Since help desk technicians work directly with customer’s technical issues, they are often valued as a source of feedback on products and services from the employers that they work for. In many instances, they are called upon to provide information on common customer issues and concerns.
A bachelor’s degree in computer science, information systems or computer engineering is preferred by most employers although some may hire applicants with a degree in another area combined with the required technical skills.
Certification can help jobseekers demonstrate their proficiency with a specific software or hardware technology.
As computer networks continue to expand, help desk technicians will increasingly be able to work remotely or from home.
According to the U.S. Bureau of Labor Statistics (BLS), employment in this field is expected to grow about as fast as the average.
Work Environment for Help Desk Technicians
Help desk technicians work in well lit, comfortable office environments and computer laboratories. Technicians working for third party support companies spend time away from their employer’s main location and work at the client’s office. More help desk technicians will be able to work remotely or from home as network technology continues to expand. Technicians typically work 40 hours per week.
Although physical injuries in this profession are rare, like other workers who sit in front of a computer monitor typing on a keyboard for long hours, they may be at risk for back pain, eyestrain and hand/wrist complications such as carpal tunnel syndrome.
Education, Training and Licensing
Due to the many types of skills needed for this occupation, there are different ways to gain an entry level position as a help desk technician. Many employers give preference to jobseekers with a college degree. Obtaining a bachelor’s degree in information systems, computer science or computer engineering can prepare an individual for this career. In certain cases, employers may hire an applicant with a college degree in a different major provided they have the required technical skills. Some employers may even hire an applicant who has certification and relevant work experience which can serve as a substitute for a college degree.
Most technicians are able to gain training on-the-job once they are hired and it can last from a week to a year, although typical training periods last 3 months. To stay current with new technology, many technicians receive training through their employers or in continuing education courses offered at colleges, universities and training companies.
Certification can help jobseekers gain entry-level employment and demonstrates their proficiency with a specific software or hardware technology. Many technology vendors provide professional certification programs. Certification can also be acquired through training programs offered by private training schools and different organizations.
Employment Figures, Projections, Outlook and Earnings for Help Desk Technicians
According to research published by the U.S. Bureau of Labor Statistics (BLS), computer support specialists which include help desk technicians, held approximately 540,560 jobs in May 2009. Most of these jobs were for computer systems design and related services, elementary and secondary schools and management of companies and enterprises. Others were for colleges, universities, professional schools, professional and commercial equipment and supplies merchant wholesalers.

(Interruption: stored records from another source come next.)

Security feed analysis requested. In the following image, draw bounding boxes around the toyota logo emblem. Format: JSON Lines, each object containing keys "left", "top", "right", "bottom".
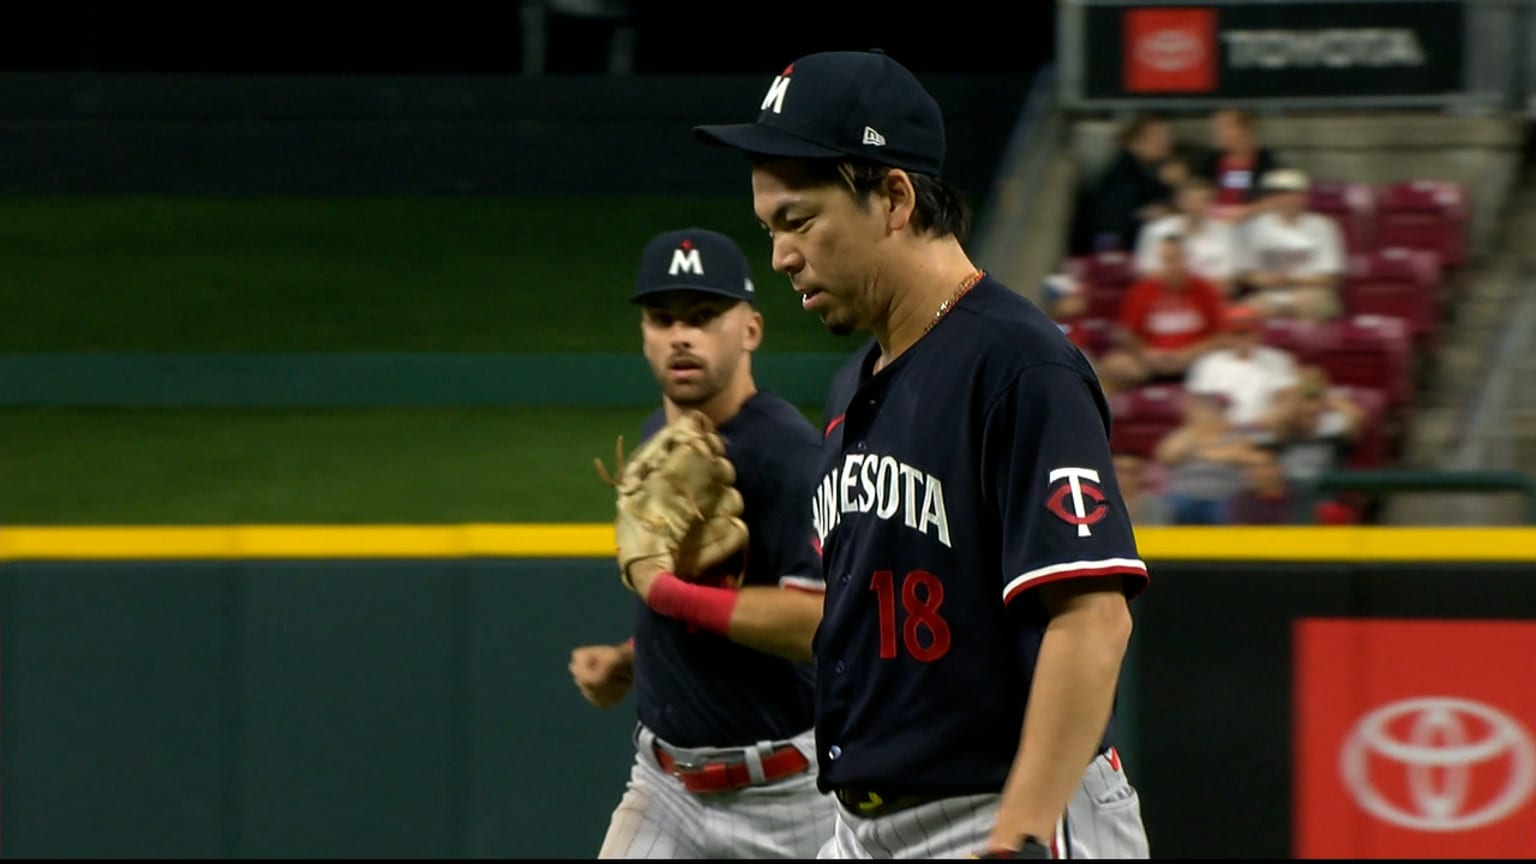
{"left": 1340, "top": 697, "right": 1536, "bottom": 831}
{"left": 1136, "top": 29, "right": 1204, "bottom": 72}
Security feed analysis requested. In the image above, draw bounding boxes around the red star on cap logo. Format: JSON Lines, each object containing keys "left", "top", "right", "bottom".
{"left": 782, "top": 63, "right": 794, "bottom": 75}
{"left": 680, "top": 239, "right": 693, "bottom": 249}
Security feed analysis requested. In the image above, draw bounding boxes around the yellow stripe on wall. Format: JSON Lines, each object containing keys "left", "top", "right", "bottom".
{"left": 0, "top": 524, "right": 616, "bottom": 561}
{"left": 1132, "top": 527, "right": 1536, "bottom": 561}
{"left": 1, "top": 524, "right": 1534, "bottom": 562}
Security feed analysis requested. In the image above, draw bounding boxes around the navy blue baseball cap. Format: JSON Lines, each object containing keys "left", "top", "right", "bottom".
{"left": 693, "top": 49, "right": 946, "bottom": 177}
{"left": 632, "top": 228, "right": 757, "bottom": 305}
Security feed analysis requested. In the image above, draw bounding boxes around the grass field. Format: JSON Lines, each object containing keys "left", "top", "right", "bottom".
{"left": 0, "top": 197, "right": 843, "bottom": 524}
{"left": 0, "top": 196, "right": 845, "bottom": 353}
{"left": 0, "top": 406, "right": 826, "bottom": 524}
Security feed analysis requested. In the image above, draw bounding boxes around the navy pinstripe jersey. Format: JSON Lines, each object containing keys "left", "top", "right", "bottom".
{"left": 632, "top": 390, "right": 825, "bottom": 748}
{"left": 809, "top": 276, "right": 1150, "bottom": 795}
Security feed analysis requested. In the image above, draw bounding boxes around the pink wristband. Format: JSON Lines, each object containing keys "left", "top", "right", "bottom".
{"left": 646, "top": 572, "right": 739, "bottom": 636}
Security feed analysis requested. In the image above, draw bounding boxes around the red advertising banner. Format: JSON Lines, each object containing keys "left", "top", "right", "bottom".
{"left": 1122, "top": 7, "right": 1217, "bottom": 93}
{"left": 1294, "top": 619, "right": 1536, "bottom": 858}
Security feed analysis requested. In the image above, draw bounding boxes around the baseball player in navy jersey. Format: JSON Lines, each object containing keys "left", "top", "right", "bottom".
{"left": 568, "top": 227, "right": 835, "bottom": 858}
{"left": 694, "top": 51, "right": 1152, "bottom": 859}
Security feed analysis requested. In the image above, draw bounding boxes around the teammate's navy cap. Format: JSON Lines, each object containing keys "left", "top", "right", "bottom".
{"left": 693, "top": 49, "right": 946, "bottom": 177}
{"left": 632, "top": 228, "right": 757, "bottom": 305}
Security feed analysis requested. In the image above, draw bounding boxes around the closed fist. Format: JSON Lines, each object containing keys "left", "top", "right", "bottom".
{"left": 569, "top": 643, "right": 634, "bottom": 709}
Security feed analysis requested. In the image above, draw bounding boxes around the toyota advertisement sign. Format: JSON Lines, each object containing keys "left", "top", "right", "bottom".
{"left": 1077, "top": 1, "right": 1465, "bottom": 103}
{"left": 1294, "top": 619, "right": 1536, "bottom": 858}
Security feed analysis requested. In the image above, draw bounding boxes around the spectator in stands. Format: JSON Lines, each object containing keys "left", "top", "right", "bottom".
{"left": 1237, "top": 169, "right": 1346, "bottom": 321}
{"left": 1099, "top": 235, "right": 1226, "bottom": 394}
{"left": 1089, "top": 113, "right": 1182, "bottom": 253}
{"left": 1153, "top": 390, "right": 1264, "bottom": 525}
{"left": 1114, "top": 450, "right": 1171, "bottom": 526}
{"left": 1227, "top": 442, "right": 1299, "bottom": 525}
{"left": 1134, "top": 176, "right": 1243, "bottom": 296}
{"left": 1041, "top": 271, "right": 1093, "bottom": 353}
{"left": 1185, "top": 305, "right": 1300, "bottom": 434}
{"left": 1266, "top": 365, "right": 1365, "bottom": 486}
{"left": 1196, "top": 108, "right": 1284, "bottom": 220}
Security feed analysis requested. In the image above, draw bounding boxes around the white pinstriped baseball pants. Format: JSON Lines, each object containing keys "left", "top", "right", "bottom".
{"left": 817, "top": 750, "right": 1150, "bottom": 859}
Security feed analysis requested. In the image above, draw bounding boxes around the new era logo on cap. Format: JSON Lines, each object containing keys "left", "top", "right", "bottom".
{"left": 694, "top": 49, "right": 946, "bottom": 177}
{"left": 633, "top": 228, "right": 756, "bottom": 306}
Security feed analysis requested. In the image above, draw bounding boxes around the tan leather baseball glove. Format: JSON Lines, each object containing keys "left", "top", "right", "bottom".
{"left": 594, "top": 409, "right": 750, "bottom": 590}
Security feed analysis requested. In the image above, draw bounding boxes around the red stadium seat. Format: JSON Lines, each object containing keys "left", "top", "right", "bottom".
{"left": 1331, "top": 385, "right": 1393, "bottom": 469}
{"left": 1074, "top": 250, "right": 1138, "bottom": 290}
{"left": 1308, "top": 179, "right": 1377, "bottom": 255}
{"left": 1067, "top": 252, "right": 1137, "bottom": 320}
{"left": 1108, "top": 383, "right": 1186, "bottom": 460}
{"left": 1085, "top": 285, "right": 1126, "bottom": 320}
{"left": 1341, "top": 247, "right": 1444, "bottom": 347}
{"left": 1259, "top": 317, "right": 1327, "bottom": 365}
{"left": 1072, "top": 316, "right": 1116, "bottom": 359}
{"left": 1311, "top": 315, "right": 1415, "bottom": 416}
{"left": 1375, "top": 180, "right": 1468, "bottom": 268}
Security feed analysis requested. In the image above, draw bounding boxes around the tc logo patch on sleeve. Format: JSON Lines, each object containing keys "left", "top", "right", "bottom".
{"left": 1046, "top": 467, "right": 1109, "bottom": 537}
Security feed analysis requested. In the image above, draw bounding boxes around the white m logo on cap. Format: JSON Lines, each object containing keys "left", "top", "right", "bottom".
{"left": 761, "top": 75, "right": 791, "bottom": 114}
{"left": 862, "top": 126, "right": 886, "bottom": 146}
{"left": 669, "top": 248, "right": 704, "bottom": 276}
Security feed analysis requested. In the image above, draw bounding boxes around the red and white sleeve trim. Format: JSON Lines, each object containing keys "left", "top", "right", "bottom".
{"left": 780, "top": 575, "right": 827, "bottom": 594}
{"left": 1003, "top": 558, "right": 1149, "bottom": 604}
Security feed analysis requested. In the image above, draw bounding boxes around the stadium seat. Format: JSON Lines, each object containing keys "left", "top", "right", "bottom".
{"left": 1072, "top": 316, "right": 1116, "bottom": 358}
{"left": 1084, "top": 286, "right": 1127, "bottom": 320}
{"left": 1108, "top": 383, "right": 1186, "bottom": 460}
{"left": 1374, "top": 179, "right": 1469, "bottom": 268}
{"left": 1260, "top": 317, "right": 1327, "bottom": 365}
{"left": 1332, "top": 384, "right": 1393, "bottom": 469}
{"left": 1341, "top": 247, "right": 1444, "bottom": 348}
{"left": 1311, "top": 315, "right": 1415, "bottom": 416}
{"left": 1308, "top": 179, "right": 1377, "bottom": 255}
{"left": 1066, "top": 251, "right": 1137, "bottom": 319}
{"left": 1065, "top": 252, "right": 1137, "bottom": 290}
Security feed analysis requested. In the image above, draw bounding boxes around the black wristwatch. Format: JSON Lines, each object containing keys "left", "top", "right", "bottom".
{"left": 977, "top": 835, "right": 1052, "bottom": 859}
{"left": 1017, "top": 835, "right": 1052, "bottom": 859}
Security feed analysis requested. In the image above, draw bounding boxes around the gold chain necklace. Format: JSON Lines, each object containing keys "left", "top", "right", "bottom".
{"left": 922, "top": 269, "right": 986, "bottom": 336}
{"left": 875, "top": 269, "right": 988, "bottom": 375}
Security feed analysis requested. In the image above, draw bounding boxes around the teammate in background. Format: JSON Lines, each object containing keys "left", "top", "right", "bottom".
{"left": 567, "top": 228, "right": 833, "bottom": 859}
{"left": 695, "top": 50, "right": 1151, "bottom": 859}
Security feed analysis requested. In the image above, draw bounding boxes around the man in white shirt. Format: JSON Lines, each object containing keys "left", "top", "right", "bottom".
{"left": 1237, "top": 169, "right": 1345, "bottom": 321}
{"left": 1185, "top": 305, "right": 1300, "bottom": 434}
{"left": 1134, "top": 176, "right": 1242, "bottom": 296}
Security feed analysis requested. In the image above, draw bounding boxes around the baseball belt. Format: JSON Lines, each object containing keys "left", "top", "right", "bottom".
{"left": 652, "top": 739, "right": 811, "bottom": 795}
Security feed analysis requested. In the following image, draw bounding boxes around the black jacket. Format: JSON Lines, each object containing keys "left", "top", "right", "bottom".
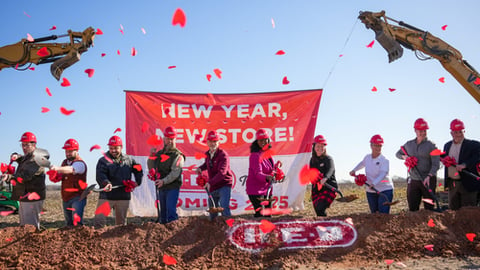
{"left": 443, "top": 138, "right": 480, "bottom": 191}
{"left": 11, "top": 152, "right": 46, "bottom": 202}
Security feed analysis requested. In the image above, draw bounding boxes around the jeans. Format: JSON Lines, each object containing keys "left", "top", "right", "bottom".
{"left": 366, "top": 189, "right": 393, "bottom": 214}
{"left": 208, "top": 186, "right": 231, "bottom": 220}
{"left": 157, "top": 188, "right": 180, "bottom": 224}
{"left": 63, "top": 196, "right": 87, "bottom": 226}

Employment in this field is forecasted by the BLS to grow faster than the average. Organizations and especially businesses will demand greater levels of support, as information technology has become essential in the business environment.
BLS records for May 2009 indicate that the average annual wage for computer support specialists was $47,360. The middle 50% earned between $34,320 and $57,290. While the lowest 10% had a yearly salary of $27,200 or less, the highest 10% earned upwards of $72,690 annually.